When my missus recently returned from a trip to Jena, Germany, to visit her parents I waited with anticipation as she unpacked her luggage to see what goodies might be coming my way. Not to sound ungrateful, I was a little bit underwhelmed when she presented me with a camera she had found in a second hand store. If you have read any of my previous posts you will know I'm quite partial to an old camera, but this one just wasn't doing it for me. The main reason was purely based on aesthetics, it looked like a lady's purse.
Not to disappoint my missus, I gave it a chance and did a bit of research as I'd never seen such a camera before. The name of the camera is a PENTI and was made by an East German company called Welta in the late 1950s. Its a viewfinder camera with a complete set of manual controls, all in rings around the lens: one for distance, one for shutter speed and one for aperture.
The PENTI's most unusual feature is the long film advance button. Once the button is pushed in the film advances to the next frame.

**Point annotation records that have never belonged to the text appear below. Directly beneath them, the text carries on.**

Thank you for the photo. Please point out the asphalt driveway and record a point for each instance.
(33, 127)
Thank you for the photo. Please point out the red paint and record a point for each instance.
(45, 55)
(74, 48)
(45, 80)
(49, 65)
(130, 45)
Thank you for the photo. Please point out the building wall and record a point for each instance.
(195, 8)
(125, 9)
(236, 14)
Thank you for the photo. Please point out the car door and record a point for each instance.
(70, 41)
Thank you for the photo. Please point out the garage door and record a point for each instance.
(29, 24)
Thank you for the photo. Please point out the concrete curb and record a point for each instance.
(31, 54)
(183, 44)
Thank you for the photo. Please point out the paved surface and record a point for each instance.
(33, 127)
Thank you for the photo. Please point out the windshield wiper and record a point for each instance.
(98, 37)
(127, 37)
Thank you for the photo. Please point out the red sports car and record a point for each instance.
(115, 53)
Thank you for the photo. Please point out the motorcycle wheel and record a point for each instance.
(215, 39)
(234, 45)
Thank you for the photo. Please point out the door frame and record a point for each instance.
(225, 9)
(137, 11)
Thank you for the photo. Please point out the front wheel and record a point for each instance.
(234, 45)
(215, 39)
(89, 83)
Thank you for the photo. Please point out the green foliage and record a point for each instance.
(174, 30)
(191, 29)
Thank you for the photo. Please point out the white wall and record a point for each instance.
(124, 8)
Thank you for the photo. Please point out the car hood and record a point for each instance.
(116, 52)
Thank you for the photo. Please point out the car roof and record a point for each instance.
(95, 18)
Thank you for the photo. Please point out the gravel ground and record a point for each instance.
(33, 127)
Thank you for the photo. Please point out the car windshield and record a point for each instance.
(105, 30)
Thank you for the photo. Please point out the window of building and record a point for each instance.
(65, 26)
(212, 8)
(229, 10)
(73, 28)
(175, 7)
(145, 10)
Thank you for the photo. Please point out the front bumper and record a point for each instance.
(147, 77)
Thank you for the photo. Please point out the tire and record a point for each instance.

After exposure the button pops back out again so you never forget to advance the film before taking the next shot.
The other interesting aspect is that it shoots half frame images so you get two portrait format exposures within the regular 35mm frame. So far I've put two rolls of films through it, and I have to say I'm starting to warm to it. The camera is tiny and light and fits in my coat pocket. It's a bit quirky looking, but for a 60 year old camera the images are not bad at all.